It was however not until 1894 that a formal women’s rights movement arose in Iceland, with the establishment of the Icelandic Women’s Association. The following year, this movement made another important stride through the founding of two women’s magazines: Framsókn (‘Progress’) at Seyðisfjörður and Kvennablaðið (‘the Women’s Magazine’) in Reykjavík. The same year that these two publications appeared, Reykjavík was visited by emissaries from the International Women’s Christian Temperance Union, or Hvítabandið (‘the White Ribbon’), as the Icelandic women’s temperance society later became known when it joined forces with the Temperance Union. The Icelandic organisation was the first ever on the island to build ties with an association overseas.

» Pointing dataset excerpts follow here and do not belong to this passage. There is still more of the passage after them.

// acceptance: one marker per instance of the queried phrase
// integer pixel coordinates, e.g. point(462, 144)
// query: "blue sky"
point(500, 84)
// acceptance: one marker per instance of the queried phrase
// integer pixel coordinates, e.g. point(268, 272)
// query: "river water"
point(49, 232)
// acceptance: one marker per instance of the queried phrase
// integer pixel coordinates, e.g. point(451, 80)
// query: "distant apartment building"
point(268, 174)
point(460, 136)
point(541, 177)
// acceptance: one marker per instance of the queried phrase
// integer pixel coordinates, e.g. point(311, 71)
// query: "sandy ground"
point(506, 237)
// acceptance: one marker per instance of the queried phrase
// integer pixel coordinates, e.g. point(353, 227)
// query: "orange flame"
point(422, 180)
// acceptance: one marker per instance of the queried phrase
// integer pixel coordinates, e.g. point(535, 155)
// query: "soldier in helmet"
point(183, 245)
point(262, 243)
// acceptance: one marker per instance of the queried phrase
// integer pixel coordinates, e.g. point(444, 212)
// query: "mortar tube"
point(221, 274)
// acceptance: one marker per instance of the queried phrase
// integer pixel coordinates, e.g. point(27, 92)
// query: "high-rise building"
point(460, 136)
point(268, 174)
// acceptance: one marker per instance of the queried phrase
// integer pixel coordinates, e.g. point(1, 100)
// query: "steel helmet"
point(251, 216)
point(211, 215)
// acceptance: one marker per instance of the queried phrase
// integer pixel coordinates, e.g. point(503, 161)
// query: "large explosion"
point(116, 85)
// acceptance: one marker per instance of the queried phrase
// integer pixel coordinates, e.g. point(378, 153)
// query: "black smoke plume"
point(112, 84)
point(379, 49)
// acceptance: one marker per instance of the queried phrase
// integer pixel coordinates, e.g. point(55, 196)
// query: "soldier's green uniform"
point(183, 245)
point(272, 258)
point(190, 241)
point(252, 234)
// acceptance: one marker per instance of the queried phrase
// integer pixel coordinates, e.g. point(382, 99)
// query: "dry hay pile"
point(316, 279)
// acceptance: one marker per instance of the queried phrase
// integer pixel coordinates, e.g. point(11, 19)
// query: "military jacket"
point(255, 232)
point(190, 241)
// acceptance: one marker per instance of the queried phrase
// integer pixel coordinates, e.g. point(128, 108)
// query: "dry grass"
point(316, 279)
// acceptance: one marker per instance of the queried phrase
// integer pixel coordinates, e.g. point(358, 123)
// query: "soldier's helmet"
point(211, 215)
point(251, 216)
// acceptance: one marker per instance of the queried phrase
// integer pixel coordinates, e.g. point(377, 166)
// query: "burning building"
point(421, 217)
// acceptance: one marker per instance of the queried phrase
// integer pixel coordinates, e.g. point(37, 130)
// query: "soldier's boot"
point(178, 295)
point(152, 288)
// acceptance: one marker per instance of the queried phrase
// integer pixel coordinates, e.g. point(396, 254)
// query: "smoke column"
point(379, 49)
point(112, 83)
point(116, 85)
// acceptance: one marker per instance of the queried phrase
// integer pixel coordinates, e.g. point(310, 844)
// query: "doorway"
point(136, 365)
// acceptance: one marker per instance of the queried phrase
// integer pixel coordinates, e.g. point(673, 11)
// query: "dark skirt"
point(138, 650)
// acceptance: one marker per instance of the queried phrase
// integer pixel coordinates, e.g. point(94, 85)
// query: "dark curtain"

Nonetheless, the impact of foreign relations on the Icelandic women’s movement remained insubstantial until the early 20th century. Bríet Bjarnhéðinsdóttir was in the vanguard as the editor of Kvennablaðið, and in 1906 was invited to attend the congress of the International Woman Suffrage Alliance in Copenhagen. The president of the Alliance, Carrie Chapmann Catt, and the foremost speaker for Danish women’s rights organisations, Johanna Münter, strongly encouraged Bríet to work towards founding an Icelandic organisation which could act as a member of the international alliance. Bríet spearheaded the founding of the Icelandic Women’s Rights Association, with only one issue on its platform: to work for female political rights in harmony with the aims of overseas organisations. From this point on, the Icelandic women’s movement underwent significant developments. The demand for women’s suffrage grew boisterous, and the struggle turned political when a women’s list was set forth on a municipal level in Reykjavík in 1908. Bríet’s magazine, Kvennablaðið, became a voice fighting for women’s rights and liberation.
On the other hand, Icelandic women were not merely passive recipients in the international context. The 1882 law granting franchise to widows and other unmarried women in municipal elections caught a great deal of foreign attention and probably inspired the leaders of the women’s rights struggle to take note of Iceland. In this sphere, Icelanders were respected as a separate and independent nation even though the country was formally still subject to the Danish king. The symbols of various nations were held aloft in the international struggle to indicate the solidarity of women from different nations, and the Icelandic national women’s costume also played such a role.